A community battery in Meadow Springs, Western Australia, is accessed by 52 homes.(Supplied: Western Power)

But she said she was confident the community’s desire for power reliability during disasters, such as bushfires, and broad focus on sustainability would drive continued support.

“We live in the beautiful Grampians and have nature all around us. This is what drives people to want to have a future and be involved in making really important decisions,” she said.

clean energy future

Australia Institute energy advisor Dan Cass said Australia had been over-reliant on “risky and expensive” coal and “increasingly expensive” gas.

Mr Cass said the community battery model would be part of the move to build clean energy resources quickly to avoid another energy crisis.
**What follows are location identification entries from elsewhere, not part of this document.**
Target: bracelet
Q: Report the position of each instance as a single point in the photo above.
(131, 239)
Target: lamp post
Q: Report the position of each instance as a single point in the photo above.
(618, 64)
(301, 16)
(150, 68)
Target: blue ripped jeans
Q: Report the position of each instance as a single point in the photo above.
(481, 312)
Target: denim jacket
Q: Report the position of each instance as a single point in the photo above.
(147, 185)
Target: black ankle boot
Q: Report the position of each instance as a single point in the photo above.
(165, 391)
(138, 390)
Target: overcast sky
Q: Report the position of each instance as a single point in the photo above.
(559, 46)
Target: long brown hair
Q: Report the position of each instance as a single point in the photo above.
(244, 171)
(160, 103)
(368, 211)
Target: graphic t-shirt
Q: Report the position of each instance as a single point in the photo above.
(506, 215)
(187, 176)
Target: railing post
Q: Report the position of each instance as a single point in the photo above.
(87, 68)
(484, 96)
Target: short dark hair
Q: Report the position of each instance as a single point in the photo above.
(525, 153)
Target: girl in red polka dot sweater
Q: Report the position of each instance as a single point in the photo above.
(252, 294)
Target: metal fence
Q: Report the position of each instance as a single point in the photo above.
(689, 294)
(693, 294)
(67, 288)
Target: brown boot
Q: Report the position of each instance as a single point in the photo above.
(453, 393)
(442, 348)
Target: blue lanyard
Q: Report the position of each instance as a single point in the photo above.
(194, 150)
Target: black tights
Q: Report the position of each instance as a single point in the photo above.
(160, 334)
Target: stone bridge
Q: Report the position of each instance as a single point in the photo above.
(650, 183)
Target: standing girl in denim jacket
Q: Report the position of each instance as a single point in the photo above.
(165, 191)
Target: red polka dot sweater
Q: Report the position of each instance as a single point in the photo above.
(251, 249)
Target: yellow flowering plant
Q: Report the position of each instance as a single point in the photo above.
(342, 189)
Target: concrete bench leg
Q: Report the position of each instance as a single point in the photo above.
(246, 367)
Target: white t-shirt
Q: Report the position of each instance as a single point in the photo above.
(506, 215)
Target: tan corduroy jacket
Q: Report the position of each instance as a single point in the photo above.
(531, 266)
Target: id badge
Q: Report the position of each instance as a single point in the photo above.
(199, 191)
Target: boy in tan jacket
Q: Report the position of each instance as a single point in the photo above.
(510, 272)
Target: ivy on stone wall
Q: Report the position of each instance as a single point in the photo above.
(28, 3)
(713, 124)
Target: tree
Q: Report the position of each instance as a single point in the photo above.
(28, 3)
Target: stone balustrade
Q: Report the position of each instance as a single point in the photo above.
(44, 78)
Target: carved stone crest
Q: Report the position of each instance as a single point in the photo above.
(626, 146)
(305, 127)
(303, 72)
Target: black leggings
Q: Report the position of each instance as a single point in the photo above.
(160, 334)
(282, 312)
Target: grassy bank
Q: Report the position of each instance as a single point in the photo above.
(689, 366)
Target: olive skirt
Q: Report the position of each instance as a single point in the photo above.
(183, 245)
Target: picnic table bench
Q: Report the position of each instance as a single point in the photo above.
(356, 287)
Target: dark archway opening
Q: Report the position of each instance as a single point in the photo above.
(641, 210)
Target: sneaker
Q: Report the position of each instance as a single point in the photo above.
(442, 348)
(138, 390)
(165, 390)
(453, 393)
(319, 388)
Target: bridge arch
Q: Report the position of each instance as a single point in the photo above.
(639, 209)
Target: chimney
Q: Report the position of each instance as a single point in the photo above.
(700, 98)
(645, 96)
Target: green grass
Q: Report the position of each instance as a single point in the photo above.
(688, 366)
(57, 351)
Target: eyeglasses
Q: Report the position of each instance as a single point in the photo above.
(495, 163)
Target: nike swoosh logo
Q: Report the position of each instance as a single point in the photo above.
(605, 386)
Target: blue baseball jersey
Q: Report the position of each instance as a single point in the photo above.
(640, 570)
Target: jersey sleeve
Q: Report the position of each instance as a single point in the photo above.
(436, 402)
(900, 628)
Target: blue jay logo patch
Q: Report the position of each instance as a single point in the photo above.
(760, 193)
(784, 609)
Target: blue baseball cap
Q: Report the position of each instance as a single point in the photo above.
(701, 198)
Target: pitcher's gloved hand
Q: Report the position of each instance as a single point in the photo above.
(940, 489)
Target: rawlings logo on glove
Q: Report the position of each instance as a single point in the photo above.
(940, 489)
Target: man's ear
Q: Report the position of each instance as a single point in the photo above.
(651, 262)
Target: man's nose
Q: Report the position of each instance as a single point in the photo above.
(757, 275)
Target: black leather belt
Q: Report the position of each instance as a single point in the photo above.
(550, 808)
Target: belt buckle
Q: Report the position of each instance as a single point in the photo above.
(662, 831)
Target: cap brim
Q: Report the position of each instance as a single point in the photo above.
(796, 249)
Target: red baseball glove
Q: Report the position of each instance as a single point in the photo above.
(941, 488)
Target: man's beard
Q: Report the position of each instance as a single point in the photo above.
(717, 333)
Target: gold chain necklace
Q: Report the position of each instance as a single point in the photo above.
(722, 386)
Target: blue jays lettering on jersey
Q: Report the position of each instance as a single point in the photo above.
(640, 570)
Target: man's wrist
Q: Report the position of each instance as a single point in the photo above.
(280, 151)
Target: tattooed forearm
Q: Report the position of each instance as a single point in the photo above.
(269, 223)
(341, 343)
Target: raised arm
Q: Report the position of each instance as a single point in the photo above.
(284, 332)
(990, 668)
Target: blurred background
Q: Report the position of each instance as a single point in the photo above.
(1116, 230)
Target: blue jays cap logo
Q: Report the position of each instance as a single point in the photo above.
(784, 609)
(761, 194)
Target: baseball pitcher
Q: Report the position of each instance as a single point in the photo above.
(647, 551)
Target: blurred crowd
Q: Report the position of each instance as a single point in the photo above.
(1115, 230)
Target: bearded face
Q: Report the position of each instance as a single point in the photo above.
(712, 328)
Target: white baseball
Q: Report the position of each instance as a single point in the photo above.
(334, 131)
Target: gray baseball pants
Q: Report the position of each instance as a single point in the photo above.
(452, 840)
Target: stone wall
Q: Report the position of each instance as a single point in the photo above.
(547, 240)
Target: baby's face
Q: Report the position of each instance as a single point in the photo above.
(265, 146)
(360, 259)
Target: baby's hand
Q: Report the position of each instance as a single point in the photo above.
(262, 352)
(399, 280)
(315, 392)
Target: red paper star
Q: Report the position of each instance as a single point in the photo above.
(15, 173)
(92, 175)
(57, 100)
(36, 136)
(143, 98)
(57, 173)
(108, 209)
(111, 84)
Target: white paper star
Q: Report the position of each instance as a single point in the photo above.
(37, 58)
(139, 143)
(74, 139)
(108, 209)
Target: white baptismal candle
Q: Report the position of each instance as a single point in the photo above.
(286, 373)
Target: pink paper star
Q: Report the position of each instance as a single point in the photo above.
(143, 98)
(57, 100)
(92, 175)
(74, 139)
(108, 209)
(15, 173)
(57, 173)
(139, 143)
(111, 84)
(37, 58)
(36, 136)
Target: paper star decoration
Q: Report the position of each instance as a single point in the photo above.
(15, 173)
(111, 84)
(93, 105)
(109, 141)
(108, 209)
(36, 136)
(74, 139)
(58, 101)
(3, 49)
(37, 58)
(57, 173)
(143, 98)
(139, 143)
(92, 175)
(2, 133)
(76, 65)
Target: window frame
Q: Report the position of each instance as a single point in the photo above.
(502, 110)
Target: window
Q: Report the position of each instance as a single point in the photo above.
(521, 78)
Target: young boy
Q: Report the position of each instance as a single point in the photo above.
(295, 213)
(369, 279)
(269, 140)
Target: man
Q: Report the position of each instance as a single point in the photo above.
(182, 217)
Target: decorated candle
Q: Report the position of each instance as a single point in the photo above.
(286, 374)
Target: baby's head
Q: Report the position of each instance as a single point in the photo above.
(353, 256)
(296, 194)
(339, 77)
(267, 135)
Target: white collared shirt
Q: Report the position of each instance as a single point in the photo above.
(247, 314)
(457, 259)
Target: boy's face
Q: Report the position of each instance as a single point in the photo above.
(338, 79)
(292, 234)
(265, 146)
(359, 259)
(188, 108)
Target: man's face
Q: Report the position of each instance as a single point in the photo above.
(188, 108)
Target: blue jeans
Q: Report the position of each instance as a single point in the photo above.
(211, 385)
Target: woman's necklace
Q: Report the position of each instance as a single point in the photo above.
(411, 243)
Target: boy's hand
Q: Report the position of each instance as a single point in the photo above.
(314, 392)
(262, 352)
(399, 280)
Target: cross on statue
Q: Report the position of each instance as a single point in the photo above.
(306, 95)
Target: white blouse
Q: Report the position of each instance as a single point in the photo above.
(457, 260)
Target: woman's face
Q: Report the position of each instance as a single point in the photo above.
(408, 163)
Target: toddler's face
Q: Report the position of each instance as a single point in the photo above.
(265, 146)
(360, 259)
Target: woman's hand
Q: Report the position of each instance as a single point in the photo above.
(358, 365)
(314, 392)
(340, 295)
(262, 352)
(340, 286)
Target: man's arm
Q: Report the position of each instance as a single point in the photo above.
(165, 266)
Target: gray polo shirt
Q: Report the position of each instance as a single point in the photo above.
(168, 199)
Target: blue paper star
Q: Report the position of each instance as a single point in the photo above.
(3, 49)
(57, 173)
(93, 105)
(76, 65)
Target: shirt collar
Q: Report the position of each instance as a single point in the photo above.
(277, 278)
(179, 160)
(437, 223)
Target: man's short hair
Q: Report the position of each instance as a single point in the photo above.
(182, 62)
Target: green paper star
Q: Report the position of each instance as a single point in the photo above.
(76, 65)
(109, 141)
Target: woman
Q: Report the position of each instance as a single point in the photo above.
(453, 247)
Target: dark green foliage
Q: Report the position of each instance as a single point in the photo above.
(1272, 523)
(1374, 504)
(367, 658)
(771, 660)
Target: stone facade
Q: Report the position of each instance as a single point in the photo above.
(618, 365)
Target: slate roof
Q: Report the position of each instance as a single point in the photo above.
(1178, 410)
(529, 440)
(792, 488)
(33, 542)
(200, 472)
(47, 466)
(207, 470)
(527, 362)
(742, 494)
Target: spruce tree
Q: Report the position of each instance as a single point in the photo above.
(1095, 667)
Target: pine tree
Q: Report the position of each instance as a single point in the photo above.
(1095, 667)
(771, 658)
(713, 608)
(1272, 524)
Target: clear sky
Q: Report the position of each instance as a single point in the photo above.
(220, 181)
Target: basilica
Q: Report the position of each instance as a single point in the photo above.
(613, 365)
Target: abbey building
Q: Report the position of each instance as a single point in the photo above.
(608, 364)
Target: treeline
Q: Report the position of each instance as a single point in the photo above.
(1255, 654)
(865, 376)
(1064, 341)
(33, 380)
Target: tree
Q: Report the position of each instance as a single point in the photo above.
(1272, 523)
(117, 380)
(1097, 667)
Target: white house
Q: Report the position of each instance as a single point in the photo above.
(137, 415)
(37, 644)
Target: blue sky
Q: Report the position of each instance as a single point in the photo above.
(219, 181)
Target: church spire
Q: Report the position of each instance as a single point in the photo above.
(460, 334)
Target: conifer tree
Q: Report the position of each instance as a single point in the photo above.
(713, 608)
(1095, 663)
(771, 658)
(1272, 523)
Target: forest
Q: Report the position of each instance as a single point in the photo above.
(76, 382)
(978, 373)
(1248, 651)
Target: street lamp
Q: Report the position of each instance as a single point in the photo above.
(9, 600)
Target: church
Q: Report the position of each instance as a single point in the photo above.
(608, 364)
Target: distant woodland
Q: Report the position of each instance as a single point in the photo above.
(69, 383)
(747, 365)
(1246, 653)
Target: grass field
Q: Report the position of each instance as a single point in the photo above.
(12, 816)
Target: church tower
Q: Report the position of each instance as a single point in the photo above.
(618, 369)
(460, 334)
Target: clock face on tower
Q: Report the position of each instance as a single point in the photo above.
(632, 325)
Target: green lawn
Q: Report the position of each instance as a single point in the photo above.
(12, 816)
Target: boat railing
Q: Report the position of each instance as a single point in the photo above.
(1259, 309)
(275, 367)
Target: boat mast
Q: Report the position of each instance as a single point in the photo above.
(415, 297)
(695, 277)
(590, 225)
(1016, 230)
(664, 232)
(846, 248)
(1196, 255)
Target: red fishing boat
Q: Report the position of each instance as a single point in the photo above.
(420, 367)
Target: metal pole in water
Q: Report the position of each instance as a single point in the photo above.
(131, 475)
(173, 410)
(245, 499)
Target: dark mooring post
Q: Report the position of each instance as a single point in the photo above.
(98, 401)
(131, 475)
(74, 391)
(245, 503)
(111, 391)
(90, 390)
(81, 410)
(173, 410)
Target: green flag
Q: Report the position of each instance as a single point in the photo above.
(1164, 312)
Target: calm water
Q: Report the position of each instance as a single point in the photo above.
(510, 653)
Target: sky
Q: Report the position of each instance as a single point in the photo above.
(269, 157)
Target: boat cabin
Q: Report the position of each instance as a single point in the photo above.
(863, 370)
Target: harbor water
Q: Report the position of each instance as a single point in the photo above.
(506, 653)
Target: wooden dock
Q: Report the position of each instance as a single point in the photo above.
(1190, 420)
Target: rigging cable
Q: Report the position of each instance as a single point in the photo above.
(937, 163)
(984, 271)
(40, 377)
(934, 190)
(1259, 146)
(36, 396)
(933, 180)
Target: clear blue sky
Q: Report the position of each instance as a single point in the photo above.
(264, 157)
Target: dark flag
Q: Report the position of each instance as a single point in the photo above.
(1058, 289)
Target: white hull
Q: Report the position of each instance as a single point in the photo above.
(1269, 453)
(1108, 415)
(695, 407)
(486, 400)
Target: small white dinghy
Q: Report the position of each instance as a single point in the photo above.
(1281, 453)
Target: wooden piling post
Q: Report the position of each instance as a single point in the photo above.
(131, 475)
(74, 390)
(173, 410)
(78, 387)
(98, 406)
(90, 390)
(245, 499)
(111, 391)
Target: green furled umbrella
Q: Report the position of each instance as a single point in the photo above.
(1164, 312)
Aerial shot of a community battery in parkland near a suburb
A community battery in the Perth suburb of Port Kennedy.(Supplied: Western Power)

He said the Australian Energy Market Operator modeling showed a need to build thousands of gigawatts worth of battery storage over the next several years.

“We need a lot more batteries on the grid and we need them urgently,” he said.

“The question is who owns the batteries and what is the scale at which they are built?”

Mr Cass said it was likely large batteries, mid-scale community batteries, and small household batteries would be part of the solution.

“I think we will find eventually every freestanding roof in the country will be able to have solar panels and in some cases that will be backed up by batteries,” he said.

“It will give enormous power and control back to energy consumers and communities as well as being more resilient and zero emissions.

“Australia is in a great position … it is just a matter of planning this out well and this will be the last energy crisis Australia will ever need to face.”